FastBernoulliTrial.h

firefox-main/mfbt/FastBernoulliTrial.h (file symbol)

Enable keyboard shortcuts

Source code

File a bug in Core :: MFBT

Revision control

Copy as Markdown

Other Tools

/* -*- Mode: C++; tab-width: 8; indent-tabs-mode: nil; c-basic-offset: 2 -*- */

/* vim: set ts=8 sts=2 et sw=2 tw=80: */

/* This Source Code Form is subject to the terms of the Mozilla Public

 * License, v. 2.0. If a copy of the MPL was not distributed with this

 * file, You can obtain one at http://mozilla.org/MPL/2.0/. */

#ifndef mozilla_FastBernoulliTrial_h

#define mozilla_FastBernoulliTrial_h

#include "mozilla/Assertions.h"

#include "mozilla/XorShift128PlusRNG.h"

#include <cmath>

#include <stdint.h>

namespace mozilla {

/**

 * class FastBernoulliTrial: Efficient sampling with uniform probability

 * When gathering statistics about a program's behavior, we may be observing

 * events that occur very frequently (e.g., function calls or memory

 * allocations) and we may be gathering information that is somewhat expensive

 * to produce (e.g., call stacks). Sampling all the events could have a

 * significant impact on the program's performance.
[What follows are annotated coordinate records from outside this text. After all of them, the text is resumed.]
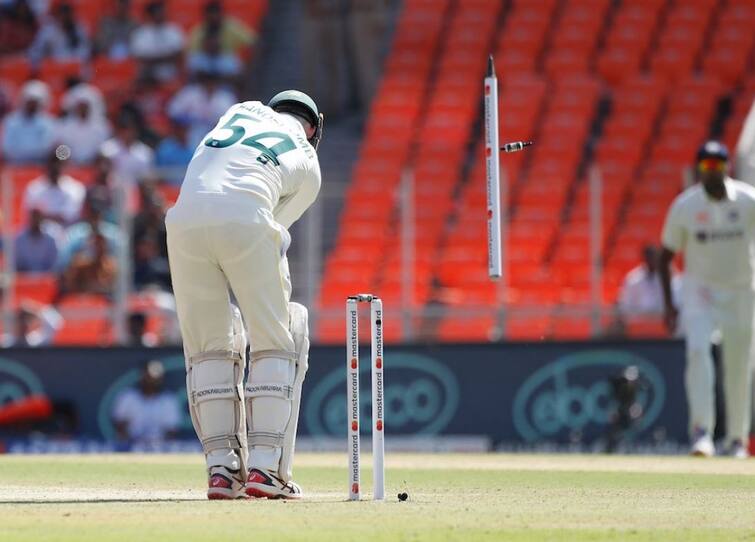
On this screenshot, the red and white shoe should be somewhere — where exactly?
[207,466,247,501]
[246,469,303,499]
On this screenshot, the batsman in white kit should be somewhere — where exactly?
[166,90,323,499]
[661,141,755,458]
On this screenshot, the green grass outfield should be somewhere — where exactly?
[0,454,755,542]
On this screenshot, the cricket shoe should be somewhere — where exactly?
[689,429,716,457]
[207,465,247,501]
[726,440,750,459]
[246,469,303,499]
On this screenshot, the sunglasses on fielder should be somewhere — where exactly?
[697,158,726,171]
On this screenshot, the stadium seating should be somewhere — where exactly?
[321,0,755,341]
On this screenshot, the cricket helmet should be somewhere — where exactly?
[267,90,324,150]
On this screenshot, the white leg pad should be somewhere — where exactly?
[246,303,309,482]
[186,350,247,471]
[278,303,309,482]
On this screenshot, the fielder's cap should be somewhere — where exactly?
[697,140,729,162]
[267,90,320,130]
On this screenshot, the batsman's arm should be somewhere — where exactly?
[273,167,320,229]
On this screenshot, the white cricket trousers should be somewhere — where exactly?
[166,207,294,359]
[682,277,755,445]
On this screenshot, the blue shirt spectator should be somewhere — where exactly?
[16,209,58,273]
[2,81,56,163]
[55,202,122,271]
[155,120,194,185]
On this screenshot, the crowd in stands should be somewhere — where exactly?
[0,0,260,346]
 * Why not just sample every N'th event? This technique is called "systematic

 * sampling"; it's simple and efficient, and it's fine if we imagine a

 * patternless stream of events. But what if we're sampling allocations, and the

 * program happens to have a loop where each iteration does exactly N

 * allocations? You would end up sampling the same allocation every time through

 * the loop; the entire rest of the loop becomes invisible to your measurements!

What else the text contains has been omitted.